Four years ago, Diane Patrick was an enthusiastic participant in the campaign to make Deval Patrick the first black governor in Massachusetts history. She exchanged hugs and handshakes at spaghetti dinners, beauty parlors and parades, intent on telling voters about this unknown man, her husband, and why he should be their governor.
November 2006 brought a heady victory — but the victor’s wife was headed for a fall.
The pressures of the long campaign and of assuming the first lady role while working as a partner at a prominent law firm took a toll on her, exacerbated by the growing awareness that everything about her and her family was now open to public scrutiny. Six weeks after the inauguration, Diane Patrick hit bottom, succumbing to a widely publicized bout of depression.
She reemerged after a month of rest and treatment, and resumed work.
That crisis, which she couldn’t easily keep private, made her an accidental spokesperson for mental health issues. She was even honored by the national Campaign for Mental Health Reform for her willingness to talk about her depression.

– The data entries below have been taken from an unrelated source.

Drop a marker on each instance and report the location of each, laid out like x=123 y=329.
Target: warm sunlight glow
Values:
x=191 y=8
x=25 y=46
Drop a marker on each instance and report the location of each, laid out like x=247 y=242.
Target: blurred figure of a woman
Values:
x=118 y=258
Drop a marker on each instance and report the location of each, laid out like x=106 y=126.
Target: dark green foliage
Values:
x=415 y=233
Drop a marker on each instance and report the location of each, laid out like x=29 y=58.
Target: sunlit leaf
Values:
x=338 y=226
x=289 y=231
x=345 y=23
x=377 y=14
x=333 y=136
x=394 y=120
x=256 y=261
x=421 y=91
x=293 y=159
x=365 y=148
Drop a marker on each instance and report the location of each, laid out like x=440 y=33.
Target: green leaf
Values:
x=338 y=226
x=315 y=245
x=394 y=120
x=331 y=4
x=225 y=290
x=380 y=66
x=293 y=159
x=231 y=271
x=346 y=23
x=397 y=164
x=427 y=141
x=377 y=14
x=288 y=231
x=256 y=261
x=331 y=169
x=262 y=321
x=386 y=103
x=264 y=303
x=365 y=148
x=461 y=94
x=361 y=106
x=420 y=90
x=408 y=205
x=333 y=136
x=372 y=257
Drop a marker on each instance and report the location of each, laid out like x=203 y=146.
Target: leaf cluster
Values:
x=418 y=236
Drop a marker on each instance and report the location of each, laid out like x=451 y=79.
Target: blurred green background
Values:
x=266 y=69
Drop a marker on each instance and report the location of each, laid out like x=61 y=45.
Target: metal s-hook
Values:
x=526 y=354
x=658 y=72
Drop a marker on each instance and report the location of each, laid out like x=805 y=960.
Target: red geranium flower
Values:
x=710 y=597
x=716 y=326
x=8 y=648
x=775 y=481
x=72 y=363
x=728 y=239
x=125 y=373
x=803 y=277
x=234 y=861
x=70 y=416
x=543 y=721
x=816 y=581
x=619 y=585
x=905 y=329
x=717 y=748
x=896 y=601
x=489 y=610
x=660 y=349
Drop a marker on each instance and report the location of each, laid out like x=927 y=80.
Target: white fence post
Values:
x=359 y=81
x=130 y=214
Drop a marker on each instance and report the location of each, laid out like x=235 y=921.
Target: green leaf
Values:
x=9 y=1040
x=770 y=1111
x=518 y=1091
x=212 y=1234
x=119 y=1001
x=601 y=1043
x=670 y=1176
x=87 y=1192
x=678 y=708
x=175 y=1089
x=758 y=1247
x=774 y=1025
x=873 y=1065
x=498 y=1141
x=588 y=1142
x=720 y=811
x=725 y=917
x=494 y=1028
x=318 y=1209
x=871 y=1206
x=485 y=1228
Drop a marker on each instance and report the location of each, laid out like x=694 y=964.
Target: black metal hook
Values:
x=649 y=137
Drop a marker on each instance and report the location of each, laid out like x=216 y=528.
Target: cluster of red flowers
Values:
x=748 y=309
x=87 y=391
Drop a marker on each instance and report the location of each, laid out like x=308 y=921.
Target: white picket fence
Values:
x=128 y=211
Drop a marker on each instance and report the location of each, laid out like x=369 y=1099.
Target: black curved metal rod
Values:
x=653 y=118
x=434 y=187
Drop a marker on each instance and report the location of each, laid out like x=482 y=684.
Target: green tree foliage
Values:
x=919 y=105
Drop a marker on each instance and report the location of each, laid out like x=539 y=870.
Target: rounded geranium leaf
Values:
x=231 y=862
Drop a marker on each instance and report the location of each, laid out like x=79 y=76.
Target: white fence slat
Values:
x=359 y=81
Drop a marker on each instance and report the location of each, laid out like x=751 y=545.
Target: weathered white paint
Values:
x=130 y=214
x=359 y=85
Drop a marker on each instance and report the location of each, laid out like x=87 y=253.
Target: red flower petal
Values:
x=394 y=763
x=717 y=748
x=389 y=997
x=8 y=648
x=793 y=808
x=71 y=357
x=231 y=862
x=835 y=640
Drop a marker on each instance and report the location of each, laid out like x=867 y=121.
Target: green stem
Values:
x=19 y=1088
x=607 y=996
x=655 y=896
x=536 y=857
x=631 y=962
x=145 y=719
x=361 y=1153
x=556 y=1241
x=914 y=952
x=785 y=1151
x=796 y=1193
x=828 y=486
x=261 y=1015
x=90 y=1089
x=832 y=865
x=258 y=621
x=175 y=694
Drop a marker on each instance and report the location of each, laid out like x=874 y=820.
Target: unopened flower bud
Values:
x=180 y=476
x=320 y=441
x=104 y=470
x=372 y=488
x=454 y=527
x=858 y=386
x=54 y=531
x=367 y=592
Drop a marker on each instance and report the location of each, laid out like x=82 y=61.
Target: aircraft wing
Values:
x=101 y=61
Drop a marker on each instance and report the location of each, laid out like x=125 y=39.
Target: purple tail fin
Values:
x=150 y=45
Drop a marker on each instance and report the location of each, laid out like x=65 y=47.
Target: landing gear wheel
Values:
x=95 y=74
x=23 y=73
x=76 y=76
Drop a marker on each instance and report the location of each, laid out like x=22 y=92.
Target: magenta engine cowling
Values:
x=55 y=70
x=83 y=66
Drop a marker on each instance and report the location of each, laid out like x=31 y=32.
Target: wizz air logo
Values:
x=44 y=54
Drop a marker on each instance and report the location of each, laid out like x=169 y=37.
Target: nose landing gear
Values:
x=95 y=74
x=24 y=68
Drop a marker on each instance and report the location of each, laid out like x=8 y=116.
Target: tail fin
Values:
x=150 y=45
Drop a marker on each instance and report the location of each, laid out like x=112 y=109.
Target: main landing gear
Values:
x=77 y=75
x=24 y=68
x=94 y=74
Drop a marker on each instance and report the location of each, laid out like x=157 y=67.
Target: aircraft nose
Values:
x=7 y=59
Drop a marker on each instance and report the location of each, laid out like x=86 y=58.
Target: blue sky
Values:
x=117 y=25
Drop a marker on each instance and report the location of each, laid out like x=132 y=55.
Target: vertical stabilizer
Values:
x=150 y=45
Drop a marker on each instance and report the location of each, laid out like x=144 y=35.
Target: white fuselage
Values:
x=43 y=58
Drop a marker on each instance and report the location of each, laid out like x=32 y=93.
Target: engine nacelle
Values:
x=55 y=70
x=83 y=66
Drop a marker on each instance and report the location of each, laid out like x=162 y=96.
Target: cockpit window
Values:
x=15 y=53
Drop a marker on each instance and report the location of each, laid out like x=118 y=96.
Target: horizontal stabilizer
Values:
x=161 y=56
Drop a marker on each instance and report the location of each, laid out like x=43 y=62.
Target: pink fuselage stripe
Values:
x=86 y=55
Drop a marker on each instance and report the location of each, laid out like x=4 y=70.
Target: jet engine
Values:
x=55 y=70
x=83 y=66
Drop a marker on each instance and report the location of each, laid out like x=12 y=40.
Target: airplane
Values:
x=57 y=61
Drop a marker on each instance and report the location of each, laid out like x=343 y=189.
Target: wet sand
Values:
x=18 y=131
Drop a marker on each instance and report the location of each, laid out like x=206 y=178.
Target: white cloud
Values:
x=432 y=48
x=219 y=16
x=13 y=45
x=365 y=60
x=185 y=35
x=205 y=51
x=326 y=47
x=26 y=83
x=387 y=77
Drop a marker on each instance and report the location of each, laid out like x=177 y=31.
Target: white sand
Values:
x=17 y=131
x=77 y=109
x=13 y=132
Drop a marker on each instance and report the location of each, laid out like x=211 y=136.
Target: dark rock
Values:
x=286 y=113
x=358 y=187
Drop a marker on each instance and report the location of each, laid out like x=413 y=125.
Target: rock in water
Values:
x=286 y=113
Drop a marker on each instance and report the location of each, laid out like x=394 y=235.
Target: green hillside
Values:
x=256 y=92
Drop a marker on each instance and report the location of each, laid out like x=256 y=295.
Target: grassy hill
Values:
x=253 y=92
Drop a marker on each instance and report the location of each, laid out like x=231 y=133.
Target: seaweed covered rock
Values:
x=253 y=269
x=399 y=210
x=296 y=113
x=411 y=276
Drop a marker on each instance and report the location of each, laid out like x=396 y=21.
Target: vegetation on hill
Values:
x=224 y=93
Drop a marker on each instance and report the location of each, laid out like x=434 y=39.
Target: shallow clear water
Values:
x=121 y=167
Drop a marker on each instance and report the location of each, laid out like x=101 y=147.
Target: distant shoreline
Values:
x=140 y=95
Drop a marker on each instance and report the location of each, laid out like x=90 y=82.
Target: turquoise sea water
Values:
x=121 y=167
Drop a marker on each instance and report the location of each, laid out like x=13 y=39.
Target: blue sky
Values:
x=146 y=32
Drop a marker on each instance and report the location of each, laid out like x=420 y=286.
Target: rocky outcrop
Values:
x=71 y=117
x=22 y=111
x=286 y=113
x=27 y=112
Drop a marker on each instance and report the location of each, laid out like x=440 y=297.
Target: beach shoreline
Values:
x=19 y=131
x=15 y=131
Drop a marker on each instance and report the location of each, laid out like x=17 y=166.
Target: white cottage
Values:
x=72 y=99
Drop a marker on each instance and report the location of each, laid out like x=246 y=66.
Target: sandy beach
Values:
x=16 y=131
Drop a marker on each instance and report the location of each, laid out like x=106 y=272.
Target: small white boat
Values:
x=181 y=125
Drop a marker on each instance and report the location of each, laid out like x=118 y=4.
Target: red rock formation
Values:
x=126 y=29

But during her tenure as first lady, Patrick has far more often chosen to address a different ill — domestic violence.
It, too, is an ill she knows firsthand.
“Thirty years ago I was in a terrible marriage ... an extremely abusive relationship,” she told worshippers on a recent Sunday at Dorchester’s Greater Zion Church of God in Christ. She was invited to speak to the congregation as part of their annual Women’s Conference. “It took me to the lowest depths. I was afraid to get out,” she said.
Unlike many such tales, Patrick’s turns upward. She got out.
Living in Los Angeles after finishing Loyola Law School and beginning her legal career, she was trying to end the abusive marriage when a friend introduced her to a young lawyer who had come to L.A. from the East Coast for a one-year federal court clerkship.
That man was Deval Patrick. She credits him with a large part in helping her move her life forward.
“I couldn’t imagine a young man would find me, broken, and lift me up,” she told the church members, “and remind me that I had the strength and the voice to walk out of that relationship.”
They’ve now been married for 26 years, she announced, and her rapt audience rewarded her with a round of applause.
Mary Lauby, executive director of Jane Doe Inc., a statewide coalition of sexual assault and domestic violence programs, said the first lady’s story is important to hear because it helps dispel myths about domestic violence victims.
“Diane was a young professional in a marriage with a batterer, and she continued to move forward professionally while still involved,” said Lauby. “And she was able to move away from the abuse, into not just another relationship, but a successful relationship.”
Patrick serves on the board of Jane Doe and is featured in a public service announcement the organization produced. She has appeared at hundreds of events spotlighting the issue, from vigils to award ceremonies to projects such as the Silent Witness Exhibit, for which she helped paint life-size wooden silhouettes representing men, women and children killed as a result of domestic violence.